US Holds Back from Sanctioning Non-Shiite Lebanese Officials after Hale Intervenes

Monday, 27 January, 2020 - 06:30
US Undersecretary of State for Political Affairs David Hale makes a press statement after his meeting with former Lebanese Prime Minister Saad Hariri in downtown Beirut in December 2019. (AP)
Beirut – Mohammed Choucair
The United States had been mulling the possibility of imposing sanctions against non-Shiite Lebanese officials who are closely allied with the Hezbollah party and have defended its policies before the international community, revealed a prominent Lebanese political source.

US Undersecretary for Political Affairs, David Hale, however, intervened to halt the sanctions, describing them as a “nuclear weapon” that would speed up Lebanon’s collapse, said the source.

His intervention was interpreted as an attempt to allow these figures to reconsider their pro-Hezbollah positions.

The government, which was unveiled last week after much political bickering, is dominated by Hezbollah ministers and its allies.
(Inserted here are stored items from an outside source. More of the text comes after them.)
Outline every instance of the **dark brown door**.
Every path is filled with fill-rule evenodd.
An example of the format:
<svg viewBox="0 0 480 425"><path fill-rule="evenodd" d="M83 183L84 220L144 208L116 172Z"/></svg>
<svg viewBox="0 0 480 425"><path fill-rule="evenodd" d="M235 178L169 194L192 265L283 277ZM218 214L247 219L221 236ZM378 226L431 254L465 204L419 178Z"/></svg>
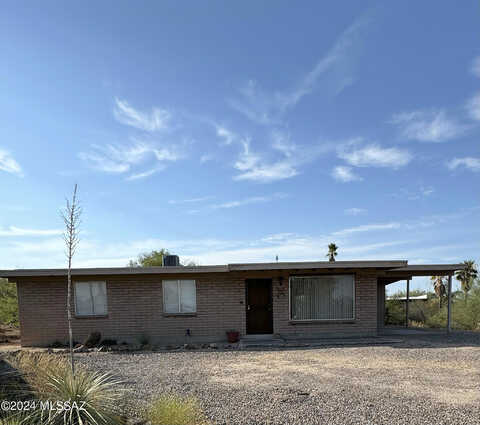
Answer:
<svg viewBox="0 0 480 425"><path fill-rule="evenodd" d="M273 333L272 280L247 279L247 334Z"/></svg>

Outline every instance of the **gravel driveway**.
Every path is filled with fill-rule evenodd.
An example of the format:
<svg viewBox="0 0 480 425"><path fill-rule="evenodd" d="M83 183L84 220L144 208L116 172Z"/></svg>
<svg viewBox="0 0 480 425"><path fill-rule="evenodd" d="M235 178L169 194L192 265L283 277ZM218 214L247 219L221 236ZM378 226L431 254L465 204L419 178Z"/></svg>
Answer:
<svg viewBox="0 0 480 425"><path fill-rule="evenodd" d="M127 381L132 411L175 391L215 424L478 424L480 341L79 355Z"/></svg>

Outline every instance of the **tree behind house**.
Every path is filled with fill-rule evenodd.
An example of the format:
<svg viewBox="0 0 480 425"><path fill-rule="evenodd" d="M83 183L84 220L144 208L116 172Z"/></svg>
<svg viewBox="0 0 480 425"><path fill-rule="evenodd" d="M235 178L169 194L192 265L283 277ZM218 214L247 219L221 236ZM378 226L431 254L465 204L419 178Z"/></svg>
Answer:
<svg viewBox="0 0 480 425"><path fill-rule="evenodd" d="M168 249L162 248L161 250L152 250L140 254L136 260L130 260L127 264L128 267L163 267L163 259L165 256L171 255ZM197 264L194 261L182 262L182 266L192 267Z"/></svg>
<svg viewBox="0 0 480 425"><path fill-rule="evenodd" d="M478 276L478 271L475 261L473 260L464 261L463 264L465 265L465 268L458 270L455 273L455 277L462 286L462 291L465 294L465 302L467 302L468 293L470 289L472 289L473 282Z"/></svg>

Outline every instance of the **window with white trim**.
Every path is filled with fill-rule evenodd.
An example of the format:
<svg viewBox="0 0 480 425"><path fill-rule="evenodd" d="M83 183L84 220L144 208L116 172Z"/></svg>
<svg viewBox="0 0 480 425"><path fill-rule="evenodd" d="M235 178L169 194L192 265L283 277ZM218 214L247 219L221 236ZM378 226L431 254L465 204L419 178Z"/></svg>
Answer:
<svg viewBox="0 0 480 425"><path fill-rule="evenodd" d="M290 278L291 320L353 320L353 275Z"/></svg>
<svg viewBox="0 0 480 425"><path fill-rule="evenodd" d="M75 282L75 314L105 316L107 314L107 285L105 282Z"/></svg>
<svg viewBox="0 0 480 425"><path fill-rule="evenodd" d="M195 313L197 311L197 291L194 280L163 281L164 313Z"/></svg>

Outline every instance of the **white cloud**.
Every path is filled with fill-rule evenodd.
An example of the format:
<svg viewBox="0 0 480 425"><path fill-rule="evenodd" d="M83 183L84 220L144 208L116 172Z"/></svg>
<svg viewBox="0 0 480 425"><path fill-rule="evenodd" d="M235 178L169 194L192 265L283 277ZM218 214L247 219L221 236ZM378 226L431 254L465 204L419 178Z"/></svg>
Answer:
<svg viewBox="0 0 480 425"><path fill-rule="evenodd" d="M366 15L357 18L292 88L270 93L262 90L255 80L249 80L239 90L241 98L229 100L230 106L256 123L270 125L278 123L287 109L312 93L322 78L326 79L326 90L339 93L354 80L353 64L369 23Z"/></svg>
<svg viewBox="0 0 480 425"><path fill-rule="evenodd" d="M165 109L153 108L151 113L142 112L130 106L126 100L117 98L113 115L118 122L147 132L167 128L170 120L170 112Z"/></svg>
<svg viewBox="0 0 480 425"><path fill-rule="evenodd" d="M232 140L240 146L240 153L233 166L240 174L234 180L251 180L259 183L288 179L299 174L299 167L314 161L320 155L333 149L331 144L299 146L290 140L289 135L279 130L270 135L272 140L268 152L255 152L251 139L240 137L233 132Z"/></svg>
<svg viewBox="0 0 480 425"><path fill-rule="evenodd" d="M240 140L242 151L235 161L234 167L241 173L234 180L252 180L259 183L270 183L276 180L288 179L296 176L296 160L282 158L280 160L267 161L250 148L250 140Z"/></svg>
<svg viewBox="0 0 480 425"><path fill-rule="evenodd" d="M125 180L132 181L132 180L144 179L146 177L150 177L154 175L155 173L158 173L159 171L162 171L164 168L165 166L159 166L157 168L152 168L151 170L143 171L141 173L134 173L126 177Z"/></svg>
<svg viewBox="0 0 480 425"><path fill-rule="evenodd" d="M434 192L435 189L432 186L420 186L418 189L401 188L398 193L392 193L392 196L415 201L417 199L427 198Z"/></svg>
<svg viewBox="0 0 480 425"><path fill-rule="evenodd" d="M214 155L211 154L211 153L206 153L206 154L203 154L201 157L200 157L200 162L202 164L204 164L205 162L208 162L208 161L212 161L214 159Z"/></svg>
<svg viewBox="0 0 480 425"><path fill-rule="evenodd" d="M480 78L480 56L476 57L472 62L471 72L475 77Z"/></svg>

This has fueled skepticism over the cabinet’s ability to attract much-needed foreign support to help Lebanon overcome its worst economic crisis in decades.

The source remarked that the international community’s welcoming of the formation of the cabinet does not mean that it will automatically receive financial aid.

It had no choice but to welcome the government because the alternative would have been keeping Lebanon in a “prolonged and fatal” political vacuum.

The international community is now awaiting Lebanon to fulfill its reform obligations as stipulated in the 2018 CEDRE conference, which will pave the way for it to help it resolve its economic and financial crises.

International powers will in no way give Lebanon “free” aid without the introduction of any reforms, said the source.

Officials have a high mountain to climb in restoring confidence in Lebanon given Hezbollah’s domination of the government. Attention will be turned to the new cabinet’s foreign policy.

The new ministers, many of whom have dual Lebanese and American or European nationality, have informed ambassadors that the cabinet will adopt a moderate policy, explaining that the party is aware of the very fragile economic and financial situation Lebanon is enduring.

The party will seek a moderate stance with Arab nations because it is in dire need of its help, especially since it will be the first to suffer if the situation in Lebanon continues to deteriorate.

Prime Minister Hassan Diab also has the responsibility of rectifying relations with these countries after they lost their trust in Lebanon in wake of the damaging policies adopted by former Foreign Minister Gebran Bassil.

The PM will also be tasked with reining in “hot-headed” ministers should they continue in blindly following Bassil, who acted as if Lebanon was part of the Iran-Syria “resistance axis".